Sarma highlighted the rapidly changing nature of the world today, in which the adoption rate of new technologies has continued to accelerate. The implication of this is that "the half-life of a lot of our jobs is really plummeting. In other words, your skills become out of date very quickly," Sarma said, before highlighting how important it is for adults to take charge individually of their lifelong learning.

The pandemic

He also mentioned the radical shifts brought about by the global pandemic, transforming how we learn, work and live. He believes that this will not be the only crisis of this kind that our society will have to face. We need to get used to a new normality in which we move away from the idea of students as parts of a production chain and instead give people knowledge and agency for their future success.

"The lecture format is resilient [...], nothing has changed in 700 years," Sarma said. This worries him, he continued, basically because it is grounded on the assumption that "the professor has a pen and the student's brain is a sheet of paper. And that's a very unfortunate assumption, [...] because the human brain should really be treated as an organism that grows."

The future of education

And with all that we know today about how the brain works, what will the future of education be, in Sarma's opinion? "These lectures that we do in person, they have to go online," he argued, "and all these other tricks, all the cognitive tricks, you can actually apply online". He added: "And this is where UOC comes in; you were designed from the beginning to go this route. You were visionary".

"I hope that [...] the traditional universities will become places of action, creation and impact," Sarma wished in the closing minutes of his address, before ending with a prophecy: "The future belongs to online universities that strike deals with companies for internships and apprenticeships".

The start of commemorations for 25 years of the UOC

Presiding over the inaugural lecture was the UOC's President, Josep A. Planell, who highlighted how the University's creation in 1995 was an "act of disruption", and sustained that that this "far-out creation" is going stronger than ever. "With the fourth industrial revolution now under way, we want to be fully involved in this digital transformation of our future: in the shoes of the people studying, of those training themselves, of those renewing their skills, and of those shaping tomorrow's world," Planell said.

The event was also attended by Pere Vallès, chair of the FUOC's Board of Trustees, who presented a video report to commemorate the University's 25 years. He highlighted the vocation for public service with which the UOC was created and its commitment to developing a distanceless model that would lower the entry barriers to higher education, foster lifelong learning and meet the needs of the society to which we belong.

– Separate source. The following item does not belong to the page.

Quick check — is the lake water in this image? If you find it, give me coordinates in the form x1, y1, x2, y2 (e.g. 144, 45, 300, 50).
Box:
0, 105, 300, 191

The inaugural event's closing address was given by Ramon Tremosa, the Catalan Minister for Business and Knowledge and head of university and research policy in Catalonia. He applauded the University's continuous growth and the success achieved by its model, evidenced by the UOC's presence in the leading international rankings. He also drew attention to the fact that the exceptional situation that has taken up a large part of this year will have affected the UOC's university community less than most, "as, for the last quarter century, the UOC has been pioneering e-learning as a driver for social transformation."